MindBlind wrote:
There's a surprisingly little amount of stuff about anhedonia or inability to feel pleasure when discussing depression. I've heard vague stuff about how we are supposed to push ourselves to do a little bit more every day, but I think that is more to do with a lack of motivation (which I guess is related to anhedonia, but not strictly related in my experience). If you don't enjoy anything and everything is just a chore, what are you supposed to do? Just push yourself until the feeling passes?
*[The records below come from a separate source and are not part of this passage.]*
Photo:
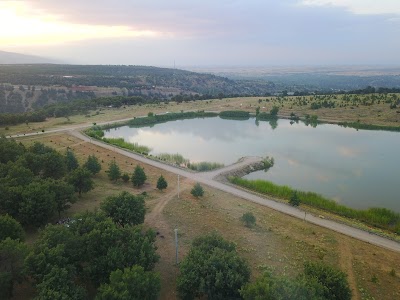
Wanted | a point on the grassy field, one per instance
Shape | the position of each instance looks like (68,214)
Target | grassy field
(366,109)
(278,242)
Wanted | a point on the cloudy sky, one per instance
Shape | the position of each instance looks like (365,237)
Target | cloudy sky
(204,32)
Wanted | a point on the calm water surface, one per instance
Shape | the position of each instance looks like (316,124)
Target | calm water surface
(360,169)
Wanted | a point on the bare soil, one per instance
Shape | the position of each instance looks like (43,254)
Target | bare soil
(278,242)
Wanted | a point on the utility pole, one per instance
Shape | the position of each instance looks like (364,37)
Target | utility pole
(176,246)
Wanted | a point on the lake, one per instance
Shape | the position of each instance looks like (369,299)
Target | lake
(357,168)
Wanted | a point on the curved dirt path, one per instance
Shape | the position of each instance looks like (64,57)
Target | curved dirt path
(284,208)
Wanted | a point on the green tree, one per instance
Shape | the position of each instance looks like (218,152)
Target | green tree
(37,204)
(59,284)
(125,177)
(71,161)
(64,194)
(114,173)
(212,269)
(93,164)
(81,180)
(334,281)
(248,219)
(138,177)
(10,228)
(52,165)
(161,183)
(197,190)
(274,111)
(12,256)
(10,150)
(294,199)
(125,209)
(132,283)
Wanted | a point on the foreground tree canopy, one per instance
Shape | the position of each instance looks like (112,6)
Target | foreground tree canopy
(125,209)
(35,182)
(212,269)
(90,248)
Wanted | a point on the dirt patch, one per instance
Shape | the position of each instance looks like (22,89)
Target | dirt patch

I know people say you should use positive thinking or mindfulness but what if that is too much to do?
i have never experienced euphoria or elation. i have not the capacity to feel any more than comfortable complacency at my "happiest".
i have never experienced emotional agony or dysphoria either. i am emotionally flat, and my moods vary little.
at my lowest ebb of mood, i am impatient and frustrated at obstacles, but that is as far as it goes. once an obstacle has been removed, i return to equilibrium without looking back.
i do not look forward to anything because i never imagine things that i would like to happen in the future. i am happy sitting in the instant and just doing whatever takes my attention at the moment.
i never wake up in the morning and think about what i did the day before because it does not interest me. i can not feel proud of things i did yesterday because i do not care today about yesterday.
i would not care much if my entire history of actions was wiped out and i started from scratch tomorrow (still owning my house and stuff although).
i am aware that many people who have anhedonia also have depression and dysphoria because one does not rule the other out. in my case, i have little brain capacity for richness of emotion and so i experience no pole of happiness.
sometimes i think i am lucky because i see some of my friends agonising over things i would find irrelevant if they were happening to me, and i sometimes think they are wasting energy when they are so happy about things that likewise i find irrelevant.
all things to me are just products of the present moment, and to carry a notion of what is happening now into the future or past is futile for me.